Trotzdem lassen wir hier die Anträge auch bis auf weiteres stehen, da wir der Auffassung sind, dass sich mit Hilfe dieser Anträge ein "Sozial - Konzept für Moosburg" hätte starten lassen.

Dieser erste Versuch ist an der Stadtrats-Meinung erstmal gescheitert, wir treten weiterhin für ein soziales Moosburg ein und werden uns dadurch nicht entmutigen lassen.




Sozialer Wohnungsbau

Johann Zitzlsberger
Stadtrat
DIE LINKE. in Moosburg
Tiefenbachstr. 105
85368 Moosburg

An
Frau Bürgermeisterin Anita Meinelt
Rathaus
85368 Moosburg                                                                            Moosburg, den 27.09.2015


Sehr geehrte Frau Anita Meinelt,
liebe Kolleginnen und Kollegen des Moosburger Stadtrats,

im Namen und Auftrag der Partei Die Linke. in Moosburg stelle ich den folgenden Antrag:

Die Stadt Moosburg weist neue Baugebiete mit der Maßgabe aus, dass 25% der dort neu zu erstellenden Mietwohnungen als Wohnungen mit Sozialbindung gebaut werden. Sollte dies nicht durch Verträge mit den Eigentümern des privaten Wohnungsbaus sichergestellt werden, nutzt die Stadt entsprechende Bebauungsflächen selbst für den sozialen Wohnungsbau.

Die Bayr. Verfassung (Art.106) gibt vor, dass es Aufgabe des Staates und der Gemeinden ist, für günstigen Wohnraum zu sorgen. Dem wurde die Stadt Moosburg, in den letzten 20 – 25 Jahren nicht gerecht.

Die letzten 16 Sozialwohnungen der Stadt Moosburg fallen am 31.12.2015, nach 25 Jahren, aus der Sozialbindung und  somit existieren zum 1.1.2016 insgesamt nur noch 21 Sozialwohnungen im Stadtgebiet.

Es ist unabdingbar und in der Verantwortung der Stadt, hier Abhilfe zu schaffen.

Regelmäßig bewegt sich die Anzahl der Anträge mit Berechtigung auf Sozialwohnungen in den relevanten Stufen in Moosburg auf ca. 40 – 50. Das bedeutet, dass aktuell mindestens diese Anzahl an Sozialwohnungen fehlt. Dabei gänzlich unberücksichtigt ist, dass der künftige Bedarf weiter steigen wird. Die Mieten in Moosburg steigen derzeit kontinuierlich, gerade auch bei Neuvermietungen, begründet ist das u.a. durch die Nähe zum Flughafen und in der guten Verbindung (MVV) nach München.

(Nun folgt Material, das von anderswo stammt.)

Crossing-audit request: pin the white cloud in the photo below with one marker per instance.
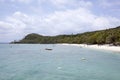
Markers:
(60, 22)
(22, 1)
(109, 3)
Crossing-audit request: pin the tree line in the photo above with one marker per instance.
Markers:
(108, 36)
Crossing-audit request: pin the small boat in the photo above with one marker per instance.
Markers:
(48, 49)
(83, 58)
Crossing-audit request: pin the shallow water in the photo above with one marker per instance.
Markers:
(33, 62)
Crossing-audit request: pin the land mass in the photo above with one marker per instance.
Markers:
(108, 36)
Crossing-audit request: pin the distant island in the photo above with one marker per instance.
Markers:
(108, 36)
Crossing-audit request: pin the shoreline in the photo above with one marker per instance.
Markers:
(100, 47)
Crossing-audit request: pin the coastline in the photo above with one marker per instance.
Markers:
(100, 47)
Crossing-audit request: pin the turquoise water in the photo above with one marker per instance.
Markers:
(33, 62)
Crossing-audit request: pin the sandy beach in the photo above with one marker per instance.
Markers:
(102, 47)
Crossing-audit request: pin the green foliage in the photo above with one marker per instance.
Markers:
(109, 36)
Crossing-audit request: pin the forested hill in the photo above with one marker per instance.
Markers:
(108, 36)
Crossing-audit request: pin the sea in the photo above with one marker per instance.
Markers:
(57, 62)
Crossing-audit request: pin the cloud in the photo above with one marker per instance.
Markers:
(109, 3)
(60, 22)
(22, 1)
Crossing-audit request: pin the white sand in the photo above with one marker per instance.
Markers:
(102, 47)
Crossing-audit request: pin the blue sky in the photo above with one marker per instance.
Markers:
(53, 17)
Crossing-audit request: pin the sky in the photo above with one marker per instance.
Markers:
(54, 17)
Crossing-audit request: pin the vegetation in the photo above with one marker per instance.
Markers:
(108, 36)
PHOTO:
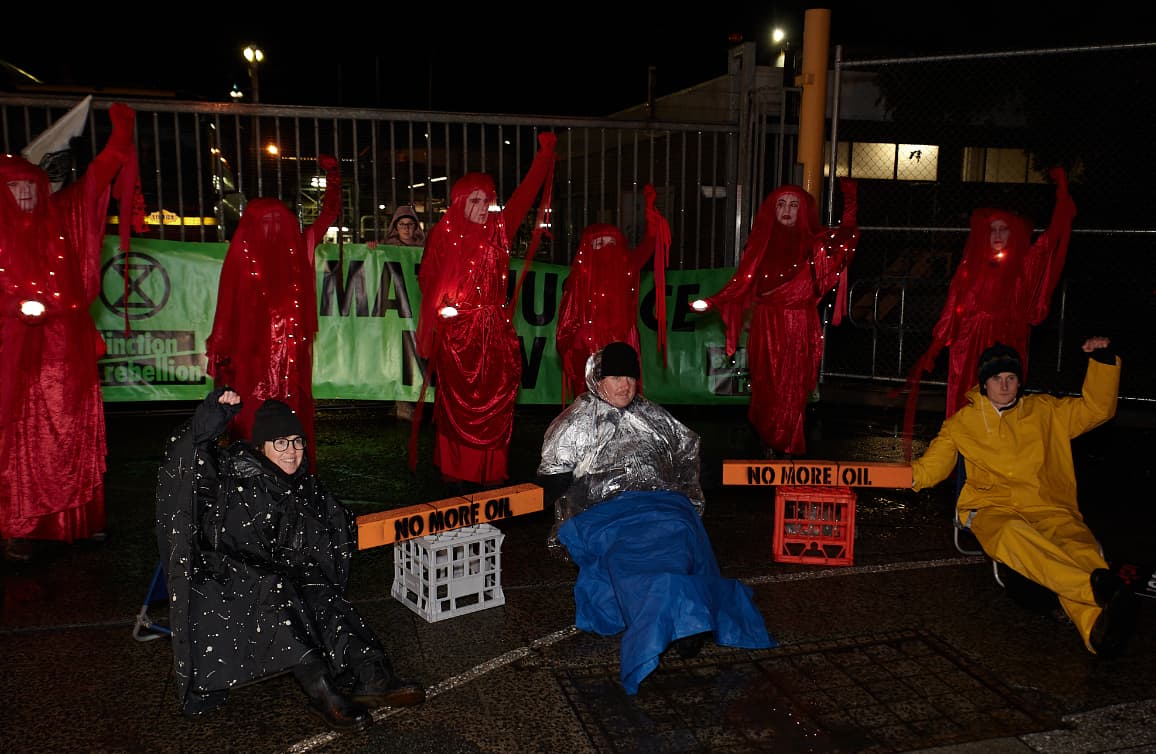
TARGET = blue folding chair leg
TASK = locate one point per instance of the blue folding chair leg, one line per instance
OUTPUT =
(146, 628)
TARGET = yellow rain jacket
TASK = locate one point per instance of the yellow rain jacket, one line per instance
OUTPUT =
(1020, 493)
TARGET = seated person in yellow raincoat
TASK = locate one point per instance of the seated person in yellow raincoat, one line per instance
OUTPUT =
(1019, 497)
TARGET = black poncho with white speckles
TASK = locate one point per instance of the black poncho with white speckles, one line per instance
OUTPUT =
(257, 564)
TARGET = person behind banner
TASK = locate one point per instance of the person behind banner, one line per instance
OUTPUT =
(1001, 289)
(623, 475)
(262, 334)
(405, 228)
(788, 264)
(52, 431)
(257, 555)
(1019, 496)
(465, 327)
(600, 295)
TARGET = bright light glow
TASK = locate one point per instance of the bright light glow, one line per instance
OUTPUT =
(31, 308)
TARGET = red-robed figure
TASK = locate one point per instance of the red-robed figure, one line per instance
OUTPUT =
(788, 264)
(1000, 290)
(465, 329)
(52, 441)
(600, 295)
(261, 342)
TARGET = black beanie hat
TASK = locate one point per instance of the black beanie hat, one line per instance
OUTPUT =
(999, 359)
(274, 419)
(619, 360)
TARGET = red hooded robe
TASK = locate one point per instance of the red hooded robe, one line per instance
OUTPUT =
(600, 298)
(994, 296)
(261, 342)
(52, 435)
(783, 275)
(474, 356)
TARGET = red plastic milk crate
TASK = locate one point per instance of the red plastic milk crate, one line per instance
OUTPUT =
(815, 525)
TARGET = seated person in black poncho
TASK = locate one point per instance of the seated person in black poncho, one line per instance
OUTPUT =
(257, 555)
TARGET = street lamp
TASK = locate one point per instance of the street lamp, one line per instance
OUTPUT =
(254, 56)
(777, 38)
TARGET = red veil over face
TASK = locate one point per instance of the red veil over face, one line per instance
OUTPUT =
(995, 295)
(773, 253)
(784, 274)
(465, 263)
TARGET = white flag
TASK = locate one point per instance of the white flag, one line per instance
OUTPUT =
(51, 149)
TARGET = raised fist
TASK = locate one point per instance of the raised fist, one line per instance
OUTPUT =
(123, 116)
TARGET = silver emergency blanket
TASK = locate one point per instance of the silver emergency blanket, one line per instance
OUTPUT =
(612, 450)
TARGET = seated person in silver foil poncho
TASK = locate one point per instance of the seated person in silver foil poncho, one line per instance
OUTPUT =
(623, 477)
(257, 555)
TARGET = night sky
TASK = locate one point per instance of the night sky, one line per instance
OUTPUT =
(579, 60)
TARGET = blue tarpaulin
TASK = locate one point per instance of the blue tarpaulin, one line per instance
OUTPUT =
(646, 568)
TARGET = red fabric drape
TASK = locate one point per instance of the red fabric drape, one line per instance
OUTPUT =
(600, 295)
(994, 295)
(474, 357)
(783, 275)
(261, 344)
(52, 435)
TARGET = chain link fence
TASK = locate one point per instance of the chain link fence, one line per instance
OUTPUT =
(931, 139)
(928, 140)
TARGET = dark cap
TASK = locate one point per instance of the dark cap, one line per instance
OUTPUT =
(274, 419)
(619, 360)
(999, 359)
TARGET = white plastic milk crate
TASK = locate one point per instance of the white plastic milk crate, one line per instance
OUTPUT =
(451, 574)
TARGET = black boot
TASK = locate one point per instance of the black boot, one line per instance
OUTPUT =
(1117, 620)
(378, 686)
(325, 701)
(688, 647)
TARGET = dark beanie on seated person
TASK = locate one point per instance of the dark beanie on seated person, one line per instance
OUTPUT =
(999, 359)
(274, 419)
(620, 360)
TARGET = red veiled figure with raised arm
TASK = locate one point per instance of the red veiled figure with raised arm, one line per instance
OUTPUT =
(1001, 289)
(465, 329)
(788, 264)
(600, 295)
(52, 434)
(261, 342)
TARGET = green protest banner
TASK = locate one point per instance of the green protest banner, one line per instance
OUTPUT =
(157, 303)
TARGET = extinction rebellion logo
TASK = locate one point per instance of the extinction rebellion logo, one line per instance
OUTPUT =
(135, 287)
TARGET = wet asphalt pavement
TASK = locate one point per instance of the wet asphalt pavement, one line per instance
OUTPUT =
(911, 647)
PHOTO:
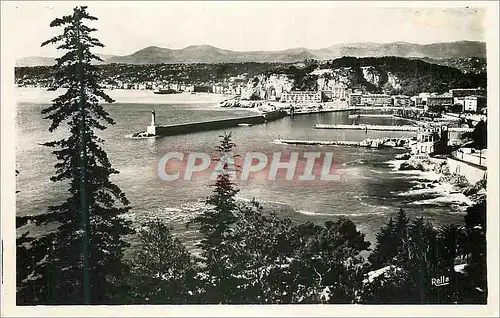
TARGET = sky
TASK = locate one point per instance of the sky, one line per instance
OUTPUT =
(126, 27)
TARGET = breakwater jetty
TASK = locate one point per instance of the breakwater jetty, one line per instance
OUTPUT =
(154, 130)
(381, 128)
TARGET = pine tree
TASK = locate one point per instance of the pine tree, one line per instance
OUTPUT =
(215, 226)
(80, 262)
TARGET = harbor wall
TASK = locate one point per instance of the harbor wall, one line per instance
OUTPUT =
(472, 172)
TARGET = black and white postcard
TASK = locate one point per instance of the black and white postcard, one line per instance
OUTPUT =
(250, 158)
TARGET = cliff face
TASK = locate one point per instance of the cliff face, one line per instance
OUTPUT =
(267, 86)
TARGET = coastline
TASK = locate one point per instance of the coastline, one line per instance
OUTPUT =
(38, 95)
(436, 178)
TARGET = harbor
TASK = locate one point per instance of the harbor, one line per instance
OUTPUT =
(154, 130)
(383, 127)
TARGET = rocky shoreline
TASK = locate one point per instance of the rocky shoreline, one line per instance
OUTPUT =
(474, 192)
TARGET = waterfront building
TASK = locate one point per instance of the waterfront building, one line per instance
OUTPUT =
(339, 91)
(463, 92)
(431, 140)
(355, 99)
(376, 100)
(299, 97)
(418, 101)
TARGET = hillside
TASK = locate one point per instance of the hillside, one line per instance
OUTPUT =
(212, 54)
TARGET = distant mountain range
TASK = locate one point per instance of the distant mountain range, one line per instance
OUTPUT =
(211, 54)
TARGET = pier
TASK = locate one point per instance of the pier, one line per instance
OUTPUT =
(299, 111)
(186, 128)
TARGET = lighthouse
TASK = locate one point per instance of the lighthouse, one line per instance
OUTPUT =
(151, 129)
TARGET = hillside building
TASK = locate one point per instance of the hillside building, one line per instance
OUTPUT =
(376, 100)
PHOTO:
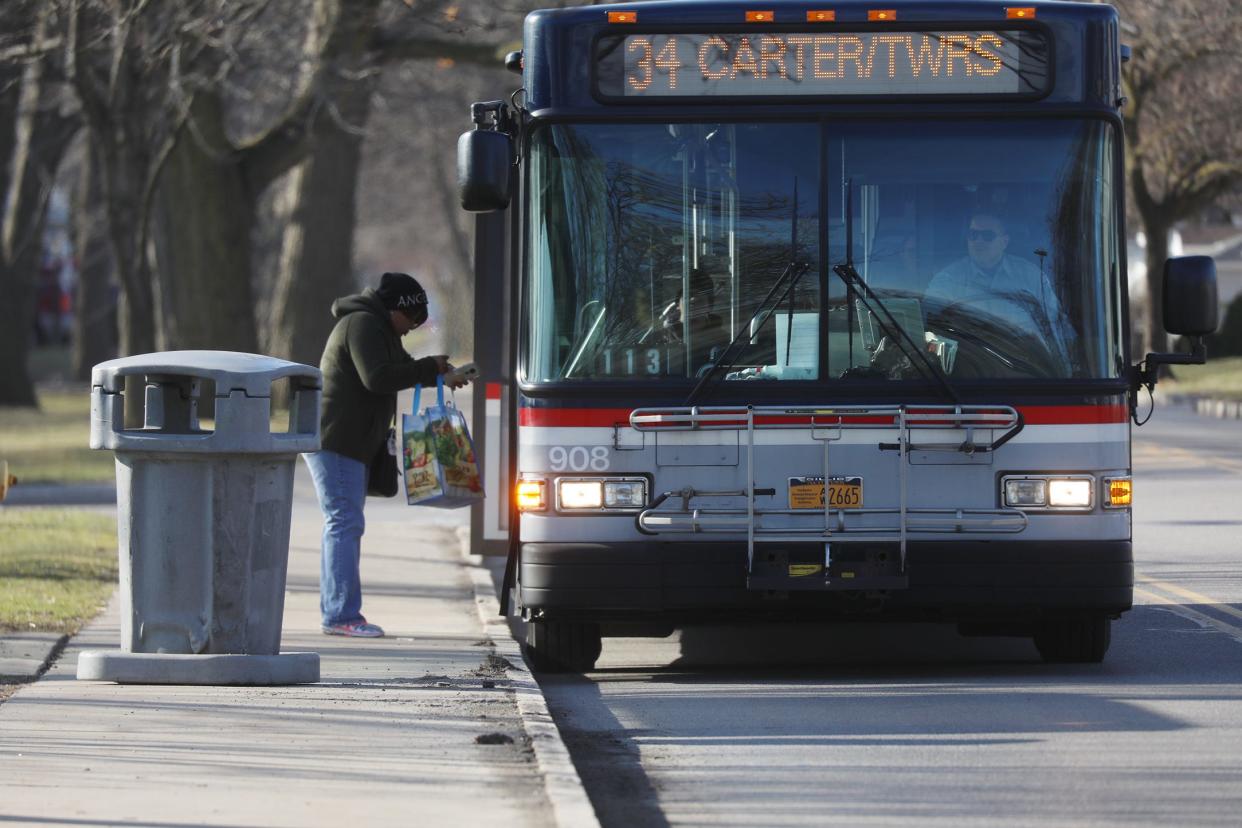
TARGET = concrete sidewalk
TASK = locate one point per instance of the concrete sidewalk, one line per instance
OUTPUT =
(419, 728)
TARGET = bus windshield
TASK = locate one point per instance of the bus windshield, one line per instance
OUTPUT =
(991, 245)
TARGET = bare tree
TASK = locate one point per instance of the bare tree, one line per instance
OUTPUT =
(1183, 122)
(35, 130)
(321, 198)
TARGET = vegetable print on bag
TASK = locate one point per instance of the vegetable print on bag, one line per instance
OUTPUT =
(439, 454)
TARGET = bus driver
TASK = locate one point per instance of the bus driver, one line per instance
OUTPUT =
(1001, 288)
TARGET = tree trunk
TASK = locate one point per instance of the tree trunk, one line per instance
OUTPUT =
(317, 250)
(456, 277)
(34, 140)
(95, 325)
(205, 210)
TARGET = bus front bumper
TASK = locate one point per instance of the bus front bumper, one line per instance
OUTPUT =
(943, 581)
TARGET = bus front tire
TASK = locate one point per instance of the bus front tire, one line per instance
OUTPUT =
(563, 646)
(1073, 639)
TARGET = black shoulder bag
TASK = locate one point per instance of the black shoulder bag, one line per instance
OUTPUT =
(381, 476)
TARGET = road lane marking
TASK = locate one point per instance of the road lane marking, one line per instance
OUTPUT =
(1191, 615)
(1189, 595)
(1148, 453)
(1200, 618)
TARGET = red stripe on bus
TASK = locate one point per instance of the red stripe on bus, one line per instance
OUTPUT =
(1031, 415)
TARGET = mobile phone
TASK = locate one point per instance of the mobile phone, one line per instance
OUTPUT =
(466, 373)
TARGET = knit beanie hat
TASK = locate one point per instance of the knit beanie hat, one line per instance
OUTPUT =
(400, 292)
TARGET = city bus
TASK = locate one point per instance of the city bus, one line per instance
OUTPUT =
(810, 312)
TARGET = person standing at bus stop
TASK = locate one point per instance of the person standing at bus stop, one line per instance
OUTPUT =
(364, 365)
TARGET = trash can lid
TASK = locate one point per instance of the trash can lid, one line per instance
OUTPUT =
(230, 370)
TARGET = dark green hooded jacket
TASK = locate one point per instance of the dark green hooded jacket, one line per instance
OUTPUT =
(363, 368)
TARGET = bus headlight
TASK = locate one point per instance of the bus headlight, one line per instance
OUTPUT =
(1069, 493)
(1047, 492)
(1026, 493)
(601, 494)
(625, 494)
(579, 494)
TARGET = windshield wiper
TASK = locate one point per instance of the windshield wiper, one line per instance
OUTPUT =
(793, 272)
(896, 334)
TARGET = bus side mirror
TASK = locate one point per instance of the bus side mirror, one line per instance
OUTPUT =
(1190, 296)
(483, 165)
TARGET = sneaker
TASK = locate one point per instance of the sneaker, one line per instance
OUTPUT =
(354, 630)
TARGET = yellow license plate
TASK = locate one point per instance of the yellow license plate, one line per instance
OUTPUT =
(807, 492)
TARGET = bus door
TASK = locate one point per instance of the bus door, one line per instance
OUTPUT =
(492, 427)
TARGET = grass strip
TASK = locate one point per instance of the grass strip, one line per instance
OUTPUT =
(51, 443)
(57, 567)
(1220, 379)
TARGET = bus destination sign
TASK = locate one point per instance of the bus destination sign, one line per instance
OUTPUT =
(994, 62)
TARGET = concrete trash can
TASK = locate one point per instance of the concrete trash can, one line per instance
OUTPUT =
(203, 517)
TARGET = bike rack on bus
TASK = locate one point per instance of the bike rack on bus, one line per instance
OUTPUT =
(838, 525)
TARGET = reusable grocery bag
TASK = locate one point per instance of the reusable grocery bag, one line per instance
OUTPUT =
(439, 454)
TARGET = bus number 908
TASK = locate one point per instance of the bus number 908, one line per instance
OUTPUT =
(578, 458)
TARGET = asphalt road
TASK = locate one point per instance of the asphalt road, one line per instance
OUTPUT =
(914, 725)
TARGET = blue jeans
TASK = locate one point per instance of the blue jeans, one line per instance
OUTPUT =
(340, 483)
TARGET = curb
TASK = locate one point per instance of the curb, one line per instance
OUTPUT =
(1206, 406)
(25, 657)
(563, 786)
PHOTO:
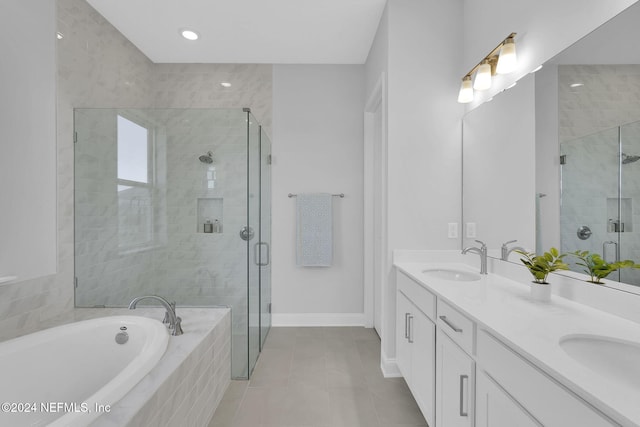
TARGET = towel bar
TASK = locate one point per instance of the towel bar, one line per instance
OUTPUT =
(341, 195)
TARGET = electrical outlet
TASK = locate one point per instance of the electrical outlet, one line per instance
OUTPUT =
(452, 232)
(471, 230)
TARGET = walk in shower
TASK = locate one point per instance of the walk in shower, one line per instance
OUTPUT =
(176, 203)
(600, 209)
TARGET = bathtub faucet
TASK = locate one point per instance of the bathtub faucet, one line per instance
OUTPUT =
(174, 321)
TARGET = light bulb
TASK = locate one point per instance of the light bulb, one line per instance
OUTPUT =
(466, 91)
(483, 76)
(507, 60)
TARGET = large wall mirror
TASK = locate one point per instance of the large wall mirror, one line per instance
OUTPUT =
(555, 161)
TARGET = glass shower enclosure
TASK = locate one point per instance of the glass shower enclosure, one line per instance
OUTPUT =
(600, 197)
(176, 203)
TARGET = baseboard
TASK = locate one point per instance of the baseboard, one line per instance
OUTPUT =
(317, 319)
(389, 367)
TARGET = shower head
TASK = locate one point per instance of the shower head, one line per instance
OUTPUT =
(206, 158)
(626, 159)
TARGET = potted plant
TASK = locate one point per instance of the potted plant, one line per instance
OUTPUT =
(597, 268)
(540, 266)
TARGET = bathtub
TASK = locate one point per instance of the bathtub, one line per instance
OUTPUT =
(72, 374)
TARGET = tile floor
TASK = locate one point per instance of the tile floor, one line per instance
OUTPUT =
(319, 377)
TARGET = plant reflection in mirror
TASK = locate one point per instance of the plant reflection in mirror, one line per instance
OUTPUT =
(597, 268)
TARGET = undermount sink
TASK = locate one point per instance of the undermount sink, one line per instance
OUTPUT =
(451, 274)
(610, 357)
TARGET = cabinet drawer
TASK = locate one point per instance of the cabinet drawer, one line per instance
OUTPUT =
(457, 326)
(422, 298)
(548, 401)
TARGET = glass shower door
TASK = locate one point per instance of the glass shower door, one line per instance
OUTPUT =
(253, 241)
(265, 237)
(629, 238)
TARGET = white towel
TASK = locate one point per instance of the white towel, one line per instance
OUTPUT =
(314, 226)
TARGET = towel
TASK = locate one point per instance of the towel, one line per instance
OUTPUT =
(314, 224)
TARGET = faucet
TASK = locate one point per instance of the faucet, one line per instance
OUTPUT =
(173, 320)
(482, 251)
(506, 251)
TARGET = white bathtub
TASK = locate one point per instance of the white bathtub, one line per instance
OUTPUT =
(71, 374)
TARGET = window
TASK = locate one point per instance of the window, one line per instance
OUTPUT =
(135, 184)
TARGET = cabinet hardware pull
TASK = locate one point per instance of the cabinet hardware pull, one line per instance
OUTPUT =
(406, 325)
(463, 412)
(449, 324)
(410, 329)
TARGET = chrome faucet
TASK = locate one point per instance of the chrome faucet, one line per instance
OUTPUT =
(505, 251)
(173, 320)
(482, 251)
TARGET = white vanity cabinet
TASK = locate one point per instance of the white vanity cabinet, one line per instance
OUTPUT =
(495, 408)
(551, 404)
(416, 340)
(454, 384)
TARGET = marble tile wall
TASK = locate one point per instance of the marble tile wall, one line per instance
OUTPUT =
(100, 68)
(609, 97)
(589, 119)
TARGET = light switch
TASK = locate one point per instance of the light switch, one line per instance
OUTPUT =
(452, 232)
(471, 230)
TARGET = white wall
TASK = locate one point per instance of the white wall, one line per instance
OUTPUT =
(420, 41)
(544, 28)
(28, 145)
(317, 147)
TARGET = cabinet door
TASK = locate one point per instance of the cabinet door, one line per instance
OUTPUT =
(423, 364)
(495, 408)
(454, 384)
(404, 310)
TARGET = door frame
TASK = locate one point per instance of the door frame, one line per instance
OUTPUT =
(375, 189)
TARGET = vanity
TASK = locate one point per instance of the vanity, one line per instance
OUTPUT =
(476, 350)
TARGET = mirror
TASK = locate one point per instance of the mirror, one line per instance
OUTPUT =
(580, 97)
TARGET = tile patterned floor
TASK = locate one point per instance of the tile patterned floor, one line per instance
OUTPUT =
(319, 377)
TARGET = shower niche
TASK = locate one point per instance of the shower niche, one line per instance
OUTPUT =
(619, 214)
(210, 211)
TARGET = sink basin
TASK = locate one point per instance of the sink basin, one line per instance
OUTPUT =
(610, 357)
(451, 274)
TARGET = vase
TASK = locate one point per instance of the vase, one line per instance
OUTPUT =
(540, 292)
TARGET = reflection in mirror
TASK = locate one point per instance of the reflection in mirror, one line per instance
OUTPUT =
(598, 91)
(499, 169)
(585, 106)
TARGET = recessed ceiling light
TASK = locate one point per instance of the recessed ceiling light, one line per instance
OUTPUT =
(189, 34)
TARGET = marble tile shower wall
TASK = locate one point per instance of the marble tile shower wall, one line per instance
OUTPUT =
(590, 191)
(98, 67)
(609, 97)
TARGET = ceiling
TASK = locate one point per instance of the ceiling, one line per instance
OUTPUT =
(248, 31)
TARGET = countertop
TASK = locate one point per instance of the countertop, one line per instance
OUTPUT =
(503, 307)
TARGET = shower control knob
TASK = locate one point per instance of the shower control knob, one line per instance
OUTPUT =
(247, 233)
(584, 232)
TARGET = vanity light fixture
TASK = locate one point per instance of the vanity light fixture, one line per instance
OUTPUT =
(483, 76)
(189, 34)
(538, 68)
(466, 91)
(501, 60)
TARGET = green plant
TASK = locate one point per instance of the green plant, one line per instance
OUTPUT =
(541, 265)
(597, 268)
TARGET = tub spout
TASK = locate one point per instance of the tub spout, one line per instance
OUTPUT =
(173, 320)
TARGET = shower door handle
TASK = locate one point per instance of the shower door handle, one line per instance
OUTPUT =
(257, 249)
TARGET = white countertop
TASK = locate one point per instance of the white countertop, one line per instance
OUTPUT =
(503, 307)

Eine Anfrage beim JobCenter in Freising hat ergeben, dass derzeit in Moosburg 375 Familien oder Einzelpersonen (211 Bedarfsgemeinschaften) ALG II / Sozialgeld erhalten. Wie viele davon die Obergrenzen der Unterkunftspauschale (z.B. 367,- € bei Einzelpersonen, 550,- € bei einer 4-köpfigen Familie) ausschöpfen, konnte mir das JobCenter nicht beantworten, dafür gibt es keine Auswertung. Von den 211 Bedarfsgemeinschaften haben derzeit allerdings 199 einen Anspruch auf Leistungen für die Unterkunft. Sie erhalten durchschnittlich 374,41 € monatlich.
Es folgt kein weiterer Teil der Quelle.